Fayrouz Abdul Qader Al-Araibi “Yakın zamanda yayınlanan bir rapora göre Libya kişi başına su tüketimi açısından günde yaklaşık 2 bin 390 litre ile dünyada diğer ülkeler arasında15’inci sırada yer alıyor” diyerek, bu oranın da başka ülkelere göre su tüketimi açısından üç katına denk geldiğini belirtti.
‘Su tasarrufu konusunda farkındalık yok’
Libya'daki ana su kaynağının yaklaşık yüzde 80 oranında yeraltı suyu olduğunu kaydeden Fayrouz Abdul Qader Al-Araibi başka su kaynaklarının bulunmadığını ve bu durumun gelecek açısından kuraklığa yol açabileceğine dikkat çekti. Fayrouz Abdul Qader Al-Araibi korkutucu tüketimin nedenlerinden birinin de su tasarrufunun önemi konusunda halk arasında farkındalığın olmadığını sözlerine ekledi.
Libya'nın az yağış alan bir ülke olduğunu vurgulayan Abdul Qader Al-Araibi şunları belirtti: “ Libya su kaynakları açısından zengin değil. Tarım ve sanayinin yol açtığı kirlilik kaynakları var. Tarımsal kirlilikten çiftçinin kendi atıklarının suya sızdığı yüksek oranda kimyasallara dayanan aşırı gübre kullanımını kastediyoruz ve bu atık sızdığında, kesinlikle oksijen yüzdesini azalttığı ve dolayısıyla suda yaşayan organizmaların yaşamını etkilediği için olumsuz bir etkiye sahiptir. Sanayi daha yüksek kirlilik oranına sahiptir. Fabrika atıkları ve kanalizasyonun cıva ve kurşun gibi ağır metallerin yanı sıra petrol atıkları içeriyor.
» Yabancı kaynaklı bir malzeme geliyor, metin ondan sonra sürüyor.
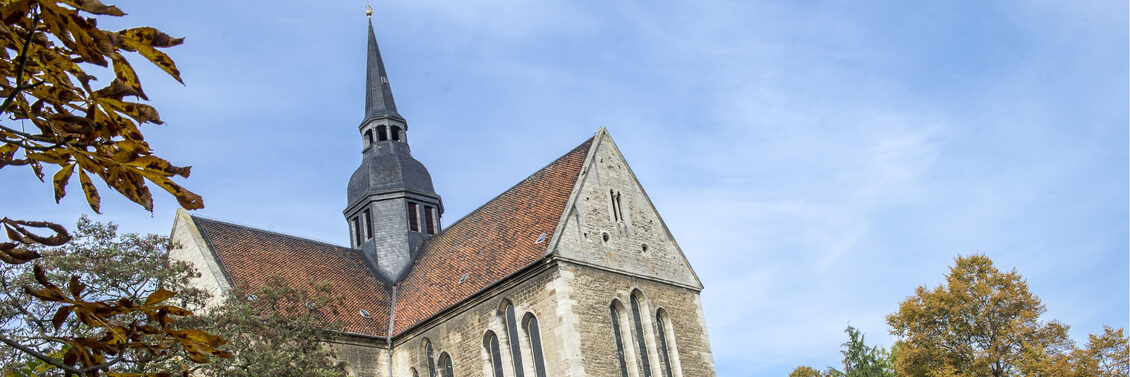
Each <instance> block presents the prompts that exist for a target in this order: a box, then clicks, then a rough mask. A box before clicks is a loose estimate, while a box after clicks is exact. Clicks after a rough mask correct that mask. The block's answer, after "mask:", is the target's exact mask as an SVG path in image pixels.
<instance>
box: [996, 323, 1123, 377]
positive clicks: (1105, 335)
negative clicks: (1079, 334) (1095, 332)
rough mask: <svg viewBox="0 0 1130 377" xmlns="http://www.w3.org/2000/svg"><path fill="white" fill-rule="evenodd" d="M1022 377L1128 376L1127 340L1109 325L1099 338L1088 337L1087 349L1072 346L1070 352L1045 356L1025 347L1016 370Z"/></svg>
mask: <svg viewBox="0 0 1130 377" xmlns="http://www.w3.org/2000/svg"><path fill="white" fill-rule="evenodd" d="M1018 369H1019V370H1020V374H1022V375H1024V376H1037V377H1043V376H1048V377H1051V376H1057V377H1125V376H1130V340H1128V337H1127V336H1125V335H1124V333H1123V330H1122V328H1119V330H1114V328H1111V327H1109V326H1106V327H1104V328H1103V334H1102V335H1094V334H1092V335H1090V336H1089V341H1088V342H1087V347H1086V348H1083V349H1080V348H1078V347H1075V345H1072V347H1071V350H1070V351H1069V352H1062V353H1051V354H1050V353H1048V352H1046V351H1045V350H1043V349H1040V348H1027V349H1025V353H1024V356H1023V357H1022V361H1020V365H1019V367H1018Z"/></svg>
Bu kirleticiler toplumdaki bireylerin sağlığı üzerinde kesinlikle büyük bir etkisi var. Su kirliliği nedeniyle yaygınlaşan bakterilerin insan sağlığı üzerinde etkisi var ve bu suyun analizlerini yaptığımda, farklı bağırsak enfeksiyonlarına çoğu hastalığa neden olan farklı bakteri türleriyle kirlenme yüzdesinin çok büyük olduğunu gördüm.”
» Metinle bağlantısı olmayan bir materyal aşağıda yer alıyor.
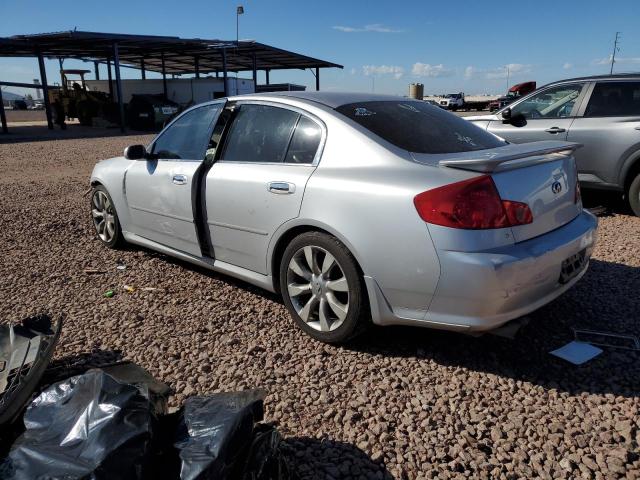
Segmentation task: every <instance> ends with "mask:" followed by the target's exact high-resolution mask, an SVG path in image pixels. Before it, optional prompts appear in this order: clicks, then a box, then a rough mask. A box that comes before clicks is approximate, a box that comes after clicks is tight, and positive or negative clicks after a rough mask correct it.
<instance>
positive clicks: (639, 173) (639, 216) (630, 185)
mask: <svg viewBox="0 0 640 480" xmlns="http://www.w3.org/2000/svg"><path fill="white" fill-rule="evenodd" d="M627 198H628V200H629V206H630V207H631V210H632V211H633V213H634V214H635V215H636V216H637V217H640V173H639V174H637V175H636V178H634V179H633V180H632V182H631V185H629V190H627Z"/></svg>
‘Su kullanımı konusunda belli eğitimler verilmeli’
“Libya dünyada suya vergi uygulamayan tek ülke, yani su tüketimi tamamen serbest ve bu da tüketime dikkat edilmesi konusunda farkındalığını azaltıyor” diyen Abdul Qader Al-Araibi devamında şöyle konuştu: “ Toplumun su kullanımının azaltılması ve kirlilikten korunması konusunda eğitimlerden geçmesi gerekiyor. Üniversite öğrencileri tarafından farkındalık seminerleri ve çalıştaylar düzenlenerek bu konuya dikkat çekilmeli.”
Abdul Qader Al-Araibi Libya'da gelişmiş su arıtma ve sterilizasyon yöntemlerinin bulunmadığını kaydederek, “Şu anda kullanılan yöntemler, ‘klorlama’ ve kirlenmeden sağlıklı sonuçlar veren numunelerden elde edilen sulardır, gelişmiş su arıtma teknikleri yoktur” dedi.